The ballpark plan is part of a wave of construction or renovation projects at sports venues across the country, including the Milwaukee Brewers, Buffalo Bills, Tennessee Titans, Jacksonville Jaguars and the Oakland Athletics, who are planning to relocate to Las Vegas. Like the Rays proposal, all of the projects come with millions of dollars in public funding that usually draws opposition.
Although the city’s business and political leadership is mostly behind the deal, there are detractors. Council member Richie Floyd said there are many more ways the ballpark money could be spent to meet numerous community needs.
“It still represents one of the largest stadium subsidies in MLB history. That’s the core of my concern,” Floyd said.

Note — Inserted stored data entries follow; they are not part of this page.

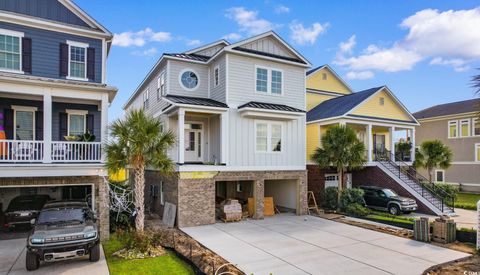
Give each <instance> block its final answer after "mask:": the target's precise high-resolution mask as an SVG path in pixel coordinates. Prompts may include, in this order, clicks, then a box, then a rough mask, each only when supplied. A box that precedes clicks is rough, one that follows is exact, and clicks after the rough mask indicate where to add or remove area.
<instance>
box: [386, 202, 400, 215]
mask: <svg viewBox="0 0 480 275" xmlns="http://www.w3.org/2000/svg"><path fill="white" fill-rule="evenodd" d="M388 213H390V214H392V215H395V216H396V215H399V214H400V208H398V206H397V205H396V204H392V205H390V206H388Z"/></svg>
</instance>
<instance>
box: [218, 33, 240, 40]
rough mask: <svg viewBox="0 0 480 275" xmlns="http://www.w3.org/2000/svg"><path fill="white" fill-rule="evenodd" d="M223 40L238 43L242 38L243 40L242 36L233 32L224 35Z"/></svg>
mask: <svg viewBox="0 0 480 275" xmlns="http://www.w3.org/2000/svg"><path fill="white" fill-rule="evenodd" d="M222 38H223V39H226V40H230V41H237V40H239V39H240V38H242V36H241V35H240V34H238V33H236V32H232V33H229V34H226V35H224V36H223V37H222Z"/></svg>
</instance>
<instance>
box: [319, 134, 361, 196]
mask: <svg viewBox="0 0 480 275" xmlns="http://www.w3.org/2000/svg"><path fill="white" fill-rule="evenodd" d="M312 160H313V161H315V162H316V163H317V164H318V165H319V166H320V167H321V168H328V167H332V166H334V167H336V169H337V173H338V179H339V183H338V189H339V191H341V190H342V189H343V188H344V187H345V183H344V180H343V176H344V174H345V172H346V171H347V170H348V169H361V168H363V166H364V165H365V163H366V158H365V145H364V144H363V142H361V141H360V140H358V138H357V134H356V133H355V130H354V129H352V128H350V127H348V126H342V125H340V126H334V127H331V128H329V129H328V130H327V132H326V133H325V135H323V136H322V147H318V148H317V149H316V150H315V153H314V154H313V155H312ZM338 193H339V194H340V192H338Z"/></svg>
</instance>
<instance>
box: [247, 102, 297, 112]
mask: <svg viewBox="0 0 480 275" xmlns="http://www.w3.org/2000/svg"><path fill="white" fill-rule="evenodd" d="M243 108H257V109H266V110H275V111H286V112H297V113H305V111H303V110H300V109H297V108H294V107H290V106H287V105H283V104H273V103H264V102H256V101H250V102H248V103H245V104H243V105H241V106H239V107H238V109H243Z"/></svg>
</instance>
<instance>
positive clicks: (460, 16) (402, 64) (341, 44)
mask: <svg viewBox="0 0 480 275" xmlns="http://www.w3.org/2000/svg"><path fill="white" fill-rule="evenodd" d="M478 26H480V7H479V8H475V9H471V10H457V11H454V10H449V11H444V12H440V11H438V10H433V9H425V10H421V11H419V12H417V13H415V14H414V15H412V16H410V17H407V18H406V19H404V20H403V21H402V22H401V24H400V27H401V28H404V29H406V30H408V33H407V35H406V36H405V37H404V38H403V39H401V40H398V41H396V42H395V43H393V45H392V46H390V47H379V46H378V45H374V44H372V45H369V46H368V47H367V48H365V49H363V50H362V51H361V53H360V54H359V55H357V56H351V55H349V54H351V53H352V48H353V47H352V48H351V49H350V51H346V50H345V48H348V47H346V46H345V45H348V42H349V41H350V39H349V41H347V42H342V43H340V44H339V51H338V53H337V56H336V58H335V60H334V63H335V64H339V65H341V66H344V67H346V68H348V69H349V70H351V71H354V72H356V73H358V72H360V71H365V70H377V71H385V72H398V71H404V70H411V69H412V68H413V67H414V66H415V65H416V64H417V63H418V62H421V61H422V60H425V59H431V61H430V64H431V65H443V66H451V67H453V69H454V70H455V71H457V72H461V71H465V70H468V69H469V68H470V67H469V66H468V63H470V62H473V61H477V60H480V32H479V31H473V30H476V29H477V28H478Z"/></svg>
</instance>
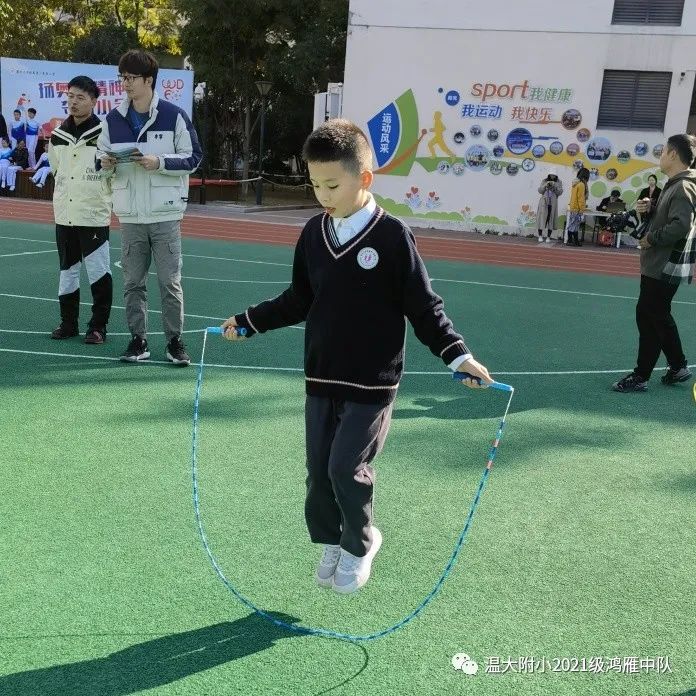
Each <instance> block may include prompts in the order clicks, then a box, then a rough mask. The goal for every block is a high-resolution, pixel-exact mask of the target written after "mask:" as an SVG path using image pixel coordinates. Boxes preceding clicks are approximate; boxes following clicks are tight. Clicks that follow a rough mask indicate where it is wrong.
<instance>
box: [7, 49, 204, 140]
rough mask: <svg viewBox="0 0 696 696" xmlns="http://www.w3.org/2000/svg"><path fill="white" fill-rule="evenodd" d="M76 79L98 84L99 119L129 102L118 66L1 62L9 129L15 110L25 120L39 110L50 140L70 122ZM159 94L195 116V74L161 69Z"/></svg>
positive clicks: (55, 62) (182, 71)
mask: <svg viewBox="0 0 696 696" xmlns="http://www.w3.org/2000/svg"><path fill="white" fill-rule="evenodd" d="M76 75H87V77H91V78H92V79H93V80H94V81H95V82H96V83H97V86H98V87H99V91H100V95H99V99H98V100H97V105H96V107H95V109H94V111H95V113H96V114H97V116H99V118H104V117H105V116H106V114H107V113H109V111H111V110H112V109H115V108H116V107H117V106H118V105H119V104H120V103H121V102H122V101H123V100H124V99H125V98H126V93H125V91H124V90H123V85H122V84H121V82H120V81H119V79H118V67H117V66H115V65H91V64H89V63H58V62H54V61H48V60H25V59H23V58H0V90H1V91H2V113H3V115H4V116H5V120H6V121H7V124H8V126H9V125H10V123H11V121H12V118H13V117H12V112H13V111H14V110H15V109H20V110H21V111H22V116H26V111H27V109H29V108H31V107H33V108H34V109H36V118H37V120H38V121H39V123H40V124H41V127H42V135H43V137H47V136H49V135H50V133H51V132H52V131H53V129H54V128H55V127H56V126H58V125H60V124H61V123H62V122H63V120H64V119H65V118H67V113H68V112H67V94H66V93H67V90H68V83H69V82H70V80H72V78H73V77H75V76H76ZM155 90H156V92H157V93H158V94H159V96H160V98H162V99H166V100H167V101H170V102H172V103H174V104H176V105H177V106H179V107H181V108H182V109H183V110H184V111H185V112H186V113H187V114H188V115H189V117H190V116H191V110H192V106H193V72H192V71H191V70H171V69H168V68H167V69H164V68H160V70H159V72H158V73H157V84H156V85H155Z"/></svg>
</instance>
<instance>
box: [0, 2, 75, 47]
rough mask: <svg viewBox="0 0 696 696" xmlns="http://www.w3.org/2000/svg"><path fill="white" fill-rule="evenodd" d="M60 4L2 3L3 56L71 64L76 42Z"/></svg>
mask: <svg viewBox="0 0 696 696" xmlns="http://www.w3.org/2000/svg"><path fill="white" fill-rule="evenodd" d="M60 5H61V3H60V2H59V1H52V0H46V1H44V2H40V3H36V2H33V0H11V2H8V1H6V0H0V55H2V56H6V57H14V58H36V59H44V60H68V59H69V58H70V53H71V48H72V44H73V41H74V34H73V30H72V28H71V26H70V25H69V24H68V23H67V22H65V21H63V15H62V14H61V12H60Z"/></svg>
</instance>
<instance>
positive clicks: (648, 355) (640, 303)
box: [635, 276, 686, 380]
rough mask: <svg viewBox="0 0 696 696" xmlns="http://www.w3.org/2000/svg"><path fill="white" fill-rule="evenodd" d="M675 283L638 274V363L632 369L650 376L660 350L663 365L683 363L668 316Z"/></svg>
mask: <svg viewBox="0 0 696 696" xmlns="http://www.w3.org/2000/svg"><path fill="white" fill-rule="evenodd" d="M678 288H679V286H678V285H672V284H670V283H664V282H662V281H661V280H656V279H655V278H649V277H648V276H641V277H640V295H639V296H638V304H637V305H636V324H637V325H638V334H639V337H640V338H639V342H638V364H637V365H636V369H635V372H636V374H638V375H640V376H641V377H643V378H644V379H646V380H648V379H650V375H652V371H653V370H654V369H655V365H657V360H658V358H659V357H660V353H661V352H664V354H665V357H666V358H667V364H668V365H669V366H670V367H671V368H672V369H674V370H679V369H681V368H682V367H685V366H686V357H685V356H684V351H683V350H682V345H681V339H680V338H679V329H677V324H676V323H675V321H674V318H673V317H672V298H673V297H674V295H675V294H676V292H677V289H678Z"/></svg>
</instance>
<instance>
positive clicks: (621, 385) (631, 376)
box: [611, 372, 648, 392]
mask: <svg viewBox="0 0 696 696" xmlns="http://www.w3.org/2000/svg"><path fill="white" fill-rule="evenodd" d="M611 388H612V389H613V390H614V391H620V392H629V391H647V390H648V382H647V381H646V380H644V379H643V378H642V377H641V376H640V375H637V374H636V373H635V372H631V374H630V375H626V376H625V377H622V378H621V379H620V380H619V381H618V382H614V384H612V385H611Z"/></svg>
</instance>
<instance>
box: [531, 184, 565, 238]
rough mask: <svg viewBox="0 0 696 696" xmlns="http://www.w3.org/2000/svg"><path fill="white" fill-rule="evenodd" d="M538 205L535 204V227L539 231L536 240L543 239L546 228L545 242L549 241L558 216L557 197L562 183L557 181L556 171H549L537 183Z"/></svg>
mask: <svg viewBox="0 0 696 696" xmlns="http://www.w3.org/2000/svg"><path fill="white" fill-rule="evenodd" d="M539 193H540V194H541V198H540V199H539V205H538V206H537V229H538V231H539V237H538V242H539V243H540V244H541V243H542V242H543V241H544V235H543V230H546V243H547V244H550V243H551V235H552V234H553V231H554V230H555V229H556V218H557V217H558V197H559V196H560V195H561V194H562V193H563V184H562V183H561V182H560V181H559V179H558V175H557V174H556V172H553V171H552V172H549V174H548V176H547V177H546V178H545V179H544V180H543V181H542V182H541V184H539Z"/></svg>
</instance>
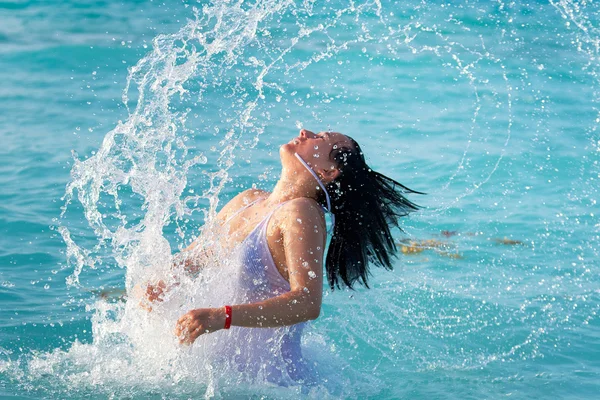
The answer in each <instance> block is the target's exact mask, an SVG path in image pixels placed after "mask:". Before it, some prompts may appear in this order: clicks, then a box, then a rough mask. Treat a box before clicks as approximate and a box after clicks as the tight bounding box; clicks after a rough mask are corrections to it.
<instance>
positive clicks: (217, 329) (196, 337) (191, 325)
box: [175, 307, 225, 344]
mask: <svg viewBox="0 0 600 400" xmlns="http://www.w3.org/2000/svg"><path fill="white" fill-rule="evenodd" d="M224 327H225V308H223V307H222V308H198V309H196V310H192V311H190V312H188V313H187V314H185V315H184V316H183V317H181V318H179V320H178V321H177V325H176V326H175V335H177V336H178V337H179V343H182V344H192V343H194V341H195V340H196V339H197V338H198V336H200V335H203V334H205V333H209V332H216V331H218V330H221V329H223V328H224Z"/></svg>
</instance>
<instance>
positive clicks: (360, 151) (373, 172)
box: [325, 138, 423, 289]
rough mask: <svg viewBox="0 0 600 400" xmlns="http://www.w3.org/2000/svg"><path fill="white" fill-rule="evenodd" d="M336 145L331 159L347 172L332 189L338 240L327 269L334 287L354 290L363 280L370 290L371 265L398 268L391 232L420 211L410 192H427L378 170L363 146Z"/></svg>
mask: <svg viewBox="0 0 600 400" xmlns="http://www.w3.org/2000/svg"><path fill="white" fill-rule="evenodd" d="M349 139H350V141H351V142H352V145H353V146H352V148H343V147H334V149H333V150H332V152H331V154H330V159H331V160H332V161H334V162H335V163H336V164H337V167H338V169H339V170H340V172H341V174H340V176H338V177H337V178H336V179H335V180H334V181H332V182H330V183H329V184H328V185H327V186H326V189H327V192H328V193H329V195H330V197H331V203H332V204H331V207H332V212H333V214H334V215H335V226H334V229H333V237H332V238H331V242H330V244H329V251H328V252H327V259H326V262H325V268H326V270H327V281H328V282H329V286H330V287H331V289H335V288H338V289H339V288H340V283H343V284H344V285H346V286H348V287H349V288H352V286H353V285H354V283H356V281H358V282H359V283H360V284H362V285H364V286H366V287H367V288H368V287H369V284H368V277H369V264H370V263H373V264H375V265H377V266H380V267H383V268H385V269H388V270H391V269H392V259H393V258H394V256H395V255H396V252H397V248H396V243H395V242H394V238H393V237H392V233H391V230H392V229H393V228H394V227H396V228H398V229H400V230H402V229H401V228H400V226H399V223H398V219H399V218H400V217H404V216H406V215H408V214H409V213H410V212H412V211H416V210H418V209H419V206H417V205H416V204H415V203H413V202H411V201H409V200H408V199H406V198H405V197H404V195H403V194H405V193H417V194H423V193H421V192H417V191H414V190H411V189H409V188H407V187H406V186H404V185H402V184H400V183H398V182H396V181H395V180H393V179H391V178H388V177H387V176H385V175H383V174H380V173H379V172H377V171H374V170H372V169H371V168H370V167H369V166H368V165H367V163H366V162H365V157H364V155H363V152H362V150H361V149H360V146H359V145H358V143H356V141H355V140H354V139H352V138H349Z"/></svg>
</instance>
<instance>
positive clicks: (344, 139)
mask: <svg viewBox="0 0 600 400" xmlns="http://www.w3.org/2000/svg"><path fill="white" fill-rule="evenodd" d="M353 147H354V146H353V144H352V142H351V141H350V139H349V138H348V137H347V136H346V135H343V134H341V133H338V132H319V133H314V132H311V131H309V130H307V129H302V130H300V134H299V135H298V136H297V137H295V138H293V139H292V140H290V141H289V142H288V143H286V144H284V145H283V146H281V152H282V153H284V154H285V155H291V156H293V155H294V153H298V155H299V156H300V157H302V159H303V160H304V161H306V162H307V163H308V165H310V167H311V168H312V169H313V170H314V171H315V172H316V173H317V174H318V175H320V177H321V179H323V180H324V181H331V180H333V179H335V176H337V174H332V172H334V171H336V170H337V165H336V163H335V161H334V160H333V159H332V157H331V155H332V151H333V150H335V149H336V148H353ZM284 154H282V162H283V163H284V164H285V163H288V162H291V163H298V160H297V159H296V160H295V157H283V155H284ZM301 168H303V167H301ZM333 175H335V176H333Z"/></svg>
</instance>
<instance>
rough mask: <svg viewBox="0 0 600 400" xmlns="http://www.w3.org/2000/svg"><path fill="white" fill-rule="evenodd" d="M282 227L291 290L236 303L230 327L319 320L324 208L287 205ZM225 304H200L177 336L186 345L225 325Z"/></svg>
mask: <svg viewBox="0 0 600 400" xmlns="http://www.w3.org/2000/svg"><path fill="white" fill-rule="evenodd" d="M278 214H279V215H281V217H280V218H278V221H277V222H278V224H277V225H278V228H279V233H280V235H281V238H282V239H283V240H282V246H283V247H284V254H285V262H286V265H287V268H288V274H289V281H290V291H289V292H288V293H284V294H282V295H280V296H276V297H273V298H270V299H267V300H264V301H261V302H258V303H252V304H238V305H232V318H231V325H233V326H243V327H250V328H267V327H280V326H286V325H294V324H297V323H300V322H304V321H308V320H311V319H316V318H317V317H318V316H319V313H320V311H321V301H322V295H323V293H322V292H323V254H324V248H325V240H326V227H325V219H324V216H323V211H322V210H321V209H320V207H319V206H318V204H317V203H316V202H315V201H313V200H310V199H304V198H303V199H297V200H294V201H291V202H289V203H288V204H286V205H285V206H283V207H282V209H281V210H280V212H278ZM225 318H226V316H225V308H224V307H222V308H200V309H196V310H192V311H190V312H188V313H187V314H185V315H184V316H182V317H181V318H180V319H179V321H178V322H177V327H176V334H177V335H178V336H179V337H180V340H181V342H183V343H192V342H194V340H196V338H197V337H198V336H200V335H201V334H203V333H207V332H214V331H217V330H219V329H223V327H224V326H225Z"/></svg>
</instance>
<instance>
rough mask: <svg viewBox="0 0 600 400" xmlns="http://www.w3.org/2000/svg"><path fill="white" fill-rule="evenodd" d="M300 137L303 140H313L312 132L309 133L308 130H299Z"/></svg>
mask: <svg viewBox="0 0 600 400" xmlns="http://www.w3.org/2000/svg"><path fill="white" fill-rule="evenodd" d="M300 136H302V137H303V138H306V139H308V138H314V137H315V134H314V132H311V131H309V130H308V129H301V130H300Z"/></svg>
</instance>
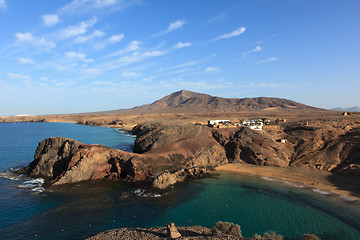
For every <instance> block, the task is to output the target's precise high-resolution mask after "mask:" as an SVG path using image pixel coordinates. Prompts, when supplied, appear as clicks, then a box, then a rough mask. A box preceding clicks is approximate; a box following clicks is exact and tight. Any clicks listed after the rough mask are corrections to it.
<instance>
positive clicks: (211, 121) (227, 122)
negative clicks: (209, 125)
mask: <svg viewBox="0 0 360 240" xmlns="http://www.w3.org/2000/svg"><path fill="white" fill-rule="evenodd" d="M228 123H230V120H210V121H208V125H215V124H228Z"/></svg>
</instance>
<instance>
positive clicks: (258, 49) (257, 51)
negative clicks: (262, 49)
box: [243, 46, 262, 55]
mask: <svg viewBox="0 0 360 240" xmlns="http://www.w3.org/2000/svg"><path fill="white" fill-rule="evenodd" d="M261 50H262V47H261V46H256V47H255V48H254V49H252V50H249V51H246V52H243V54H244V55H246V54H249V53H253V52H259V51H261Z"/></svg>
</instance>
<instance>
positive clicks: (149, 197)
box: [134, 189, 162, 198]
mask: <svg viewBox="0 0 360 240" xmlns="http://www.w3.org/2000/svg"><path fill="white" fill-rule="evenodd" d="M134 194H135V195H136V196H139V197H145V198H158V197H161V196H162V195H161V194H159V193H154V192H148V191H146V190H145V189H136V190H135V191H134Z"/></svg>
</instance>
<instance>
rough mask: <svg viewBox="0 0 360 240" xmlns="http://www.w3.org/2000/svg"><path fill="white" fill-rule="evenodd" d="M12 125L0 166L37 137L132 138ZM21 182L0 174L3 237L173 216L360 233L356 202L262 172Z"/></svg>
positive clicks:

A citizen group called “No Home Run” and other organizations opposed the deal, with the conservative/libertarian Americans for Prosperity contending the track record for other publicly financed sports stadiums is not encouraging.
“The economic benefits promised by proponents of publicly funded sports stadiums fail to materialize time and time again,” said Skylar Zander, the group’s state director. “Studies have consistently shown that the return on investment for such projects is questionable at best, with most of the economic gains flowing to private interests rather than the general public.”
Still, the project seems to have momentum on its side. For former residents and descendants of the Gas Plant District neighborhood, it can’t come soon enough.
“All over this country our history is erased. That will not happen here,” said Gwendolyn Reese, president of the African American Heritage Association of St. Petersburg. “Our voices will be heard. And not just heard, but valued.”